Tadabbur-i-Quran
- Tadabbur-i-Quran
- Author: Amin Ahsan Islahi
- Original title: تدبر قرآن
- Language: Urdu
- Subject: Quranic commentary
- Genre: Islamic literature
- Publication date: 1980
- Publication place: Pakistan
- Media type: Print (Hardcover)
- Pages: 9 volumes (6,000 pages)

= Tadabbur-i-Quran =

Qur'anic exegeses by Amin Ahsan Islahi

Tadabbur-i-Qur'an (تدبر قرآن) is a exegeses (tafsir) of the Qur'an by Amin Ahsan Islahi based on the concept of thematic and structural coherence, which was originally inspired by Allama Hamiduddin Farahi. The tafsir is extended over nine volumes of six thousand pages. It was originally written in Urdu, but now it is being translated in English. And it is translated in Tamil by Abdur Rahman Umari.

==Contents==
It expounds each surah as a coherent discourse, arranging surahs into pairs, and establishing seven major surah divisions – the entire Qur'an thus emerges as a well-connected and systematic book.

Each division has a distinct theme.
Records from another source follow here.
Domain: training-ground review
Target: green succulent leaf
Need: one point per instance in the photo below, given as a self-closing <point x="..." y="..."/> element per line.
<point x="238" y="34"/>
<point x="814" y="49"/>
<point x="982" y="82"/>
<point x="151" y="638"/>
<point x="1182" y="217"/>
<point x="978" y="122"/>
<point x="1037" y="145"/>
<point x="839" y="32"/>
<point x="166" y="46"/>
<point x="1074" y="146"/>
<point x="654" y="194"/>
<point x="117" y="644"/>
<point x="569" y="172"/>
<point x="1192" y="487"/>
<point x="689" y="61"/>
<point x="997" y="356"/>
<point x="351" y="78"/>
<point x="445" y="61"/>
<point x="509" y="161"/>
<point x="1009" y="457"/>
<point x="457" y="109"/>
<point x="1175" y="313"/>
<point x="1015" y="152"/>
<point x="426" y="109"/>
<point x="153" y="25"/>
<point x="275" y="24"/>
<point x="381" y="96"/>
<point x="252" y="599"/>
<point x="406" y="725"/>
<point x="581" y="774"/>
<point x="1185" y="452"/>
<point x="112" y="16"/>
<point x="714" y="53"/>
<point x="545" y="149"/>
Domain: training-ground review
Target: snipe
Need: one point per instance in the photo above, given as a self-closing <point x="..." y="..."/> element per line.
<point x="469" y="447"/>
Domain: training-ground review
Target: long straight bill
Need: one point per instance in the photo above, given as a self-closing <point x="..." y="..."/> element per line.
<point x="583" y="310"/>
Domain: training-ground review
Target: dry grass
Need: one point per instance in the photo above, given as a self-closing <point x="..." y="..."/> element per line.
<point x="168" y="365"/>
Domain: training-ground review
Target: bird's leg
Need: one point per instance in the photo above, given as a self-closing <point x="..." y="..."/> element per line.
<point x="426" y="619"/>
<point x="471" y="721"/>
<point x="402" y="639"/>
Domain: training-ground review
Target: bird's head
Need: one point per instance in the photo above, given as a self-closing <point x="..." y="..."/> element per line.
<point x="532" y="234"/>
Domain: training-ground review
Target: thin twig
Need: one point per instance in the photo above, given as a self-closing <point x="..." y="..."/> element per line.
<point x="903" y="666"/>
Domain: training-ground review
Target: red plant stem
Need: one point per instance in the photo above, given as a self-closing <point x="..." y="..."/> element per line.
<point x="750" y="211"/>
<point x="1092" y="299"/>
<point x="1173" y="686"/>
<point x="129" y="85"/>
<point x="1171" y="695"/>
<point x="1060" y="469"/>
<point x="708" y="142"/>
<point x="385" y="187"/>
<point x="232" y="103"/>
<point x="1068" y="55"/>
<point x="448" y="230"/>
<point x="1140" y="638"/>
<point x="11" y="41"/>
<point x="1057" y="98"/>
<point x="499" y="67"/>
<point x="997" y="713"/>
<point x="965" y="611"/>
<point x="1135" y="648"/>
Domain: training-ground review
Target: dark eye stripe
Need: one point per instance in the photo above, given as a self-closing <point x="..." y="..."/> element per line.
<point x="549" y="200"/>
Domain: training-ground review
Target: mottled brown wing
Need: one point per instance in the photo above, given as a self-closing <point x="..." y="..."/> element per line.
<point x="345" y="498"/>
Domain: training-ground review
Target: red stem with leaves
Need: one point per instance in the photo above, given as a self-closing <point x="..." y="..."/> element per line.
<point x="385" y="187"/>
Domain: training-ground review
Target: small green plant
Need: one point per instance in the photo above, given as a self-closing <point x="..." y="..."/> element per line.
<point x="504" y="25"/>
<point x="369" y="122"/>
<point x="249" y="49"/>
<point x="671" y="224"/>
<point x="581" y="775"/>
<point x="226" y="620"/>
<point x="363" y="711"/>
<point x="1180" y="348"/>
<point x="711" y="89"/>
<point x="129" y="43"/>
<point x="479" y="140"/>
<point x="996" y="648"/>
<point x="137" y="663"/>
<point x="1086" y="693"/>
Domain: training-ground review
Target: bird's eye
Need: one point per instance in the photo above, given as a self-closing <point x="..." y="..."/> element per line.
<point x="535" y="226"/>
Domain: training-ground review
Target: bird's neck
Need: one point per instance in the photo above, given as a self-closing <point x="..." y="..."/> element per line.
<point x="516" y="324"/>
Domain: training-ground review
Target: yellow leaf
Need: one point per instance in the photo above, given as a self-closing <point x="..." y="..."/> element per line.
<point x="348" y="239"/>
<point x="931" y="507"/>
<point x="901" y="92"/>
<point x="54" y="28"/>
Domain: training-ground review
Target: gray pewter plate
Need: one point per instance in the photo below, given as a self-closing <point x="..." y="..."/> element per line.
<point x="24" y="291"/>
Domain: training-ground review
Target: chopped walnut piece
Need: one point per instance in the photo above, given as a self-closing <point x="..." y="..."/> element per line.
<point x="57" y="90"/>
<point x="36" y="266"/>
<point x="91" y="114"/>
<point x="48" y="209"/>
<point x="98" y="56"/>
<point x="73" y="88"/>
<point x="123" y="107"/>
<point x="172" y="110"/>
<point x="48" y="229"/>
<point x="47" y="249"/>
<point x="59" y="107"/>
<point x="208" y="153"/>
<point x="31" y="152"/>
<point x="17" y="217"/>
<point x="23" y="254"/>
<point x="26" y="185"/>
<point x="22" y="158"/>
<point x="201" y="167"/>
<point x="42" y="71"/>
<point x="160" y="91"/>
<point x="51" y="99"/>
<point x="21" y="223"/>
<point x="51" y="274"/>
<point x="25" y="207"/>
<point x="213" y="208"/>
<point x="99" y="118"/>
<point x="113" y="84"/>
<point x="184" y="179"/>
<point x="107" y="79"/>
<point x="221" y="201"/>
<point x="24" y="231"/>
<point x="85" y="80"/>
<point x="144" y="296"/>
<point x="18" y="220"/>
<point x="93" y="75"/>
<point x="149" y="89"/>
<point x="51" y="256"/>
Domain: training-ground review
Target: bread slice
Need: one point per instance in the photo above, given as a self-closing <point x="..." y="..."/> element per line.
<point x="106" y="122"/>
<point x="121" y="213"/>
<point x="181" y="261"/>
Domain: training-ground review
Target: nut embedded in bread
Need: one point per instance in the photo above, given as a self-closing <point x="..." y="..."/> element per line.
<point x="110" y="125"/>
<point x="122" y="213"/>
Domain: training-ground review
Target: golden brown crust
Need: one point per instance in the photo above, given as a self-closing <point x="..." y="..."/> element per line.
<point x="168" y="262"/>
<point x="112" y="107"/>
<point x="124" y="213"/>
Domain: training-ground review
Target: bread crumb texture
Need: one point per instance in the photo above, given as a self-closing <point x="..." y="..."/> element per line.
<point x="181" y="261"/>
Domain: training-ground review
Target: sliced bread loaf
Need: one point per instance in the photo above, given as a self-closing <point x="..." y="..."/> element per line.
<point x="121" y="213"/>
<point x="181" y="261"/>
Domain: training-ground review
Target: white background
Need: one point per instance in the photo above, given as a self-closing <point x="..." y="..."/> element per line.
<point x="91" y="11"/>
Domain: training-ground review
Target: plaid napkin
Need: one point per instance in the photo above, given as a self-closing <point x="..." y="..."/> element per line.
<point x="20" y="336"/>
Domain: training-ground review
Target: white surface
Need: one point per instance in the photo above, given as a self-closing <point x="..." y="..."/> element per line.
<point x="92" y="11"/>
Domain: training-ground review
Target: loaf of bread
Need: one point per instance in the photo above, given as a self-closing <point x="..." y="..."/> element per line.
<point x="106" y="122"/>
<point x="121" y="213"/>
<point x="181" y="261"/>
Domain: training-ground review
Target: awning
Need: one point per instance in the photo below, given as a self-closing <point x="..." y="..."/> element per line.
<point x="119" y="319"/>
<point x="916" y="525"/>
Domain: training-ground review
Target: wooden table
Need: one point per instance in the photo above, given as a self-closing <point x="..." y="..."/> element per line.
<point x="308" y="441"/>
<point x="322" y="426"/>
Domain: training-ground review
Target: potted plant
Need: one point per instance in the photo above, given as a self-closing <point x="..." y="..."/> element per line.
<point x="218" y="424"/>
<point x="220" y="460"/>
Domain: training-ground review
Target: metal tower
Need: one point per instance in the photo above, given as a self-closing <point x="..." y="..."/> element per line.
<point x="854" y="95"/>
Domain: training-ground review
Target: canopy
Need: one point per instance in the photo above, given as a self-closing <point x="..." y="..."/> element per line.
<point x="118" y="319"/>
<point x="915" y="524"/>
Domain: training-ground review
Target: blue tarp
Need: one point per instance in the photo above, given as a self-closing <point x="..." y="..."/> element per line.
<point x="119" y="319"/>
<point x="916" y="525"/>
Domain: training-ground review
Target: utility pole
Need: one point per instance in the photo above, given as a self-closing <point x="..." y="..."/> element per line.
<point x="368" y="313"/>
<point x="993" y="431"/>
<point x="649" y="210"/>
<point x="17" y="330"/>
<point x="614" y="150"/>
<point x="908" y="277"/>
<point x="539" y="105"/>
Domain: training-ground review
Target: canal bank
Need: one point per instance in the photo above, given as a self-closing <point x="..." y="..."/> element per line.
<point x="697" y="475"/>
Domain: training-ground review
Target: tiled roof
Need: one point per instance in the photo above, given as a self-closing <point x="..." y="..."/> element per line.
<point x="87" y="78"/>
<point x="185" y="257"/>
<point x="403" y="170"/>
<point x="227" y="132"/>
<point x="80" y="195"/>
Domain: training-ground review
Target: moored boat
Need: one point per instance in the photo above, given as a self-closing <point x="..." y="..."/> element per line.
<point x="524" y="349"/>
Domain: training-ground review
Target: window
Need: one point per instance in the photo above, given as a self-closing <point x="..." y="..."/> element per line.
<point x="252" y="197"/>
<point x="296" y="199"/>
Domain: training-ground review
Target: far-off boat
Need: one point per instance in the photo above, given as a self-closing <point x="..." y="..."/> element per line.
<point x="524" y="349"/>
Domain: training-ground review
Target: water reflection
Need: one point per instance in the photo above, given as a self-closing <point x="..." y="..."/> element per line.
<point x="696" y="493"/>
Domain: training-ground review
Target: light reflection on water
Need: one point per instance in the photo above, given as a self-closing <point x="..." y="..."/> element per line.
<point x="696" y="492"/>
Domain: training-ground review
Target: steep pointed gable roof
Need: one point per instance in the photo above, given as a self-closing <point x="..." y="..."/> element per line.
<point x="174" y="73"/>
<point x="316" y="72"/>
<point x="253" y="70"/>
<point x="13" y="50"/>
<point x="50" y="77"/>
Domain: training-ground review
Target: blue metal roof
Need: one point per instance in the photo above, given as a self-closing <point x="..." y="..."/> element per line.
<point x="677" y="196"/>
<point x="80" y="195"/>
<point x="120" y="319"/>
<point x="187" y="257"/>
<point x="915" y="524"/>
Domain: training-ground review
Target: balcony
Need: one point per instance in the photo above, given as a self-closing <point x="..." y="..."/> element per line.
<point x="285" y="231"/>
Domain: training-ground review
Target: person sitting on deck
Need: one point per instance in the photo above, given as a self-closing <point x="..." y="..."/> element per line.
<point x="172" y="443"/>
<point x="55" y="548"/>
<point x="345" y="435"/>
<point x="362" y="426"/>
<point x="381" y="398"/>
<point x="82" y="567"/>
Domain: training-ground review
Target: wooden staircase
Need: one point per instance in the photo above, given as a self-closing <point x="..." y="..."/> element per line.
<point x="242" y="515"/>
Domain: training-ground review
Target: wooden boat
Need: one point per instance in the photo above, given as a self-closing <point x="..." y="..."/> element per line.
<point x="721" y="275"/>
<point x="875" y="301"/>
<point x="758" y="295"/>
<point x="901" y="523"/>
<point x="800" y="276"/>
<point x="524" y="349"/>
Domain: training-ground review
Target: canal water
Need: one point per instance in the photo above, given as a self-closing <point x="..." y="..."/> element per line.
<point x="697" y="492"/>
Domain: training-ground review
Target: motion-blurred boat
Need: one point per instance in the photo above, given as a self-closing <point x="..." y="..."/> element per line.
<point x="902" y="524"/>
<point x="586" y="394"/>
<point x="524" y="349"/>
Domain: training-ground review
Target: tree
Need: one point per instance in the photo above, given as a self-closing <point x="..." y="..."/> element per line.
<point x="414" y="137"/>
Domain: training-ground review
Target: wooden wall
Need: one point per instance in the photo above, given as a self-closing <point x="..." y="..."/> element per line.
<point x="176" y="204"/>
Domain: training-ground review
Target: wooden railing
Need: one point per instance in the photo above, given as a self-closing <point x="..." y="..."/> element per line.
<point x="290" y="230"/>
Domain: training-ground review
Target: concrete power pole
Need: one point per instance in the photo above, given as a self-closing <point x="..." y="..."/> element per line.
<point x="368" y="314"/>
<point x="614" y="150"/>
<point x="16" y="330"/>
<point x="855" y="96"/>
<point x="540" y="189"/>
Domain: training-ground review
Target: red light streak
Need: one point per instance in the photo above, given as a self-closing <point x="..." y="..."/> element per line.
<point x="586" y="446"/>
Topics within a division are more or less in the order of revelation. Within each division, each member of the pair complements the other in various ways. The seven divisions are as follows:

| Group | From | To | Central theme |
|---|---|---|---|
| 1 | Al-Fatiha ^{[Quran 1:1]} | Al-Ma'ida ^{[Quran 5:1]} | Islamic law |
| 2 | Al-An'am ^{[Quran 6:1]} | At-Tawba ^{[Quran 9:1]} | The consequences of denying the holy Prophet for the polytheists of Mecca |
| 3 | Yunus ^{[Quran 10:1]} | An-Nur ^{[Quran 24:1]} | Glad tidings of domination of the holy Prophet |
| 4 | Al-Furqan ^{[Quran 25:1]} | Al-Ahzab ^{[Quran 33:1]} | Arguments on the prophethood of the holy Prophet and the requirements of faith in him |
| 5 | Saba ^{[Quran 34:1]} | Al-Hujraat ^{[Quran 49:1]} | Arguments on monotheism and the requirements of faith in it |
| 6 | Qaf ^{[Quran 50:1]} | At-Tahrim ^{[Quran 66:1]} | Arguments on afterlife and the requirements of faith in it |
| 7 | Al-Mulk ^{[Quran 67:1]} | An-Nas ^{[Quran 114:1]} | Admonition to the Quraysh about their fate in the Herein and the Hereafter if they deny the holy Prophet |

===Response to Orientalists===
For quite some time, there was a theory that there is no coherence in Qurān. It was asserted that Qurān is a collection of different verses having no logical connection with each other. In the late 19th and early 20th century Western scholars propounded the theory and some of them proposed chronological order on the basis of which the Qurān should be rearranged. On the other hand, Qurān has the most important place in the Muslim community. They derive all religious guidance and aspirations from the Qurān.

Orientalists assert that Qurān does not even fulfil the characteristics of a book. How can it be claimed to be the best of all the books? Tadabbur-i-Qurān is conceived to an answer to the challenge that the Qurān is not a coherent book. Islahi wrote his magnum opus, on the principles derived from his teacher, Farahi, who address the issue in the beginning of 20th century. Islahi started his work on this project at the beginning of his career and completed it in 1980. The work upholds that Qurān is not a haphazardly arranged book, but that there is a structural and thematic coherence in the Qurān. The arrangement of the Qurān is divine and rational. Islahi divided the whole Quran in seven groups named Amud (central theme). Each section is revolving around a particular theme. Each sura is carrying a theme and connected with the adjacent sura as pair. Each is complementing the other by different ways with the exception of sura Fatiha.

===Influence===
The concept of nazm in Qurān adopted by Islahi in his exegesis led him to interpret Qurān in many places different from the other Ulama. Another characteristic of Tadabbur-i-Qurān is specification of the addresses of the text. This is important to determine implication of the tenets of Qurān upon the Muslims. Tadabbur-i-Qurān is influencing Islamīc literature more than any other Qurānic exegetical work in modern times. No future scholar undertaking interpretation and exposition of Qurān or working on Islamīc themes can afford to ignore this monumental exegetical work of Islahi.